Nesse momento pronunciei Descartes, mas acho que ele não me ouviu.
O apartamento de Francisco é antigo. De seu quarto ele vê estrelas. Da varanda ele vê partes de edificações beges e brancas, ouve ruídos de crianças em playgrounds e divisa uma ou outra planta decorativa. Quando ele volta da varanda até o seu quarto, passa pela porta do outro quarto. Quando o sol se põe, deixa a varanda e a sala alaranjadas. A janela do outro quarto dá para o poço de ventilação. Seu vizinho é next door mesmo. Do banheiro se ouve tudo o que se fala na suíte do quarto de Francisco.
Fiz a planta para saber se isso existia mesmo ou era Escher.

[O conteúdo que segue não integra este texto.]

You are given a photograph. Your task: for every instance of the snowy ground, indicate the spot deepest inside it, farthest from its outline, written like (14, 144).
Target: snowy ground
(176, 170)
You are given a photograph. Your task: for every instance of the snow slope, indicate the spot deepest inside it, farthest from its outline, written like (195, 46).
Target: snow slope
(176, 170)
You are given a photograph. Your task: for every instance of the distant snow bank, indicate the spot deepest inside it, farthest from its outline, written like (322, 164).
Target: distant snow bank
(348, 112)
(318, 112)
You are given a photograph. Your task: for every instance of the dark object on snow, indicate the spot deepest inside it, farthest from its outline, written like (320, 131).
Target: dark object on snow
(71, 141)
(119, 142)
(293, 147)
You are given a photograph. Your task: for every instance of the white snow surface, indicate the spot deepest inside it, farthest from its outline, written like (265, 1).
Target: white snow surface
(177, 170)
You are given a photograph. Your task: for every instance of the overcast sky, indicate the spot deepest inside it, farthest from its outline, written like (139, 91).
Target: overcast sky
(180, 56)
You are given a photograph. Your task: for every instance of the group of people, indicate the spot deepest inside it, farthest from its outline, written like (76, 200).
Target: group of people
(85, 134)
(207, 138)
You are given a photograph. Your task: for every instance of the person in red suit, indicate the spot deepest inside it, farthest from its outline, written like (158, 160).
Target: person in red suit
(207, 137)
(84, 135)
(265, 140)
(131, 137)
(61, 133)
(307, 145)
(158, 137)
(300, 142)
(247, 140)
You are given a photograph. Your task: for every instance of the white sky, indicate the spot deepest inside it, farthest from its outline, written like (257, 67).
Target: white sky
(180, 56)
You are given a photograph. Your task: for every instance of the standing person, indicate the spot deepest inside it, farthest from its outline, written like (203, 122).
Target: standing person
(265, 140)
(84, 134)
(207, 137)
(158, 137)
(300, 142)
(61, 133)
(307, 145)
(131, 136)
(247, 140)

As coisas esdrúxulas que uma pessoa faz quando escreve um livro. Devo ser das pessoas menos preocupadas com coisas como exatidão e verificação "científica": se exercesse mesmo o jornalismo, eu teria que me forçar a ser atenta ou viveria nas erratas até ser despedida. Só fiquei curiosa para saber se tinha inventado algo plausível.
Apenas um detalhe era arquitetonicamente improvável: o outro quarto dar para o poço de ventilação. Apartamentos antigos são bem mais generosos: um quarto de frente prum poço de ventilação seria algo impensável. Agora este quarto dá para a parede, pronto.
Também descobri que o apartamento de Francisco é de fundos e seu quarto é lateral.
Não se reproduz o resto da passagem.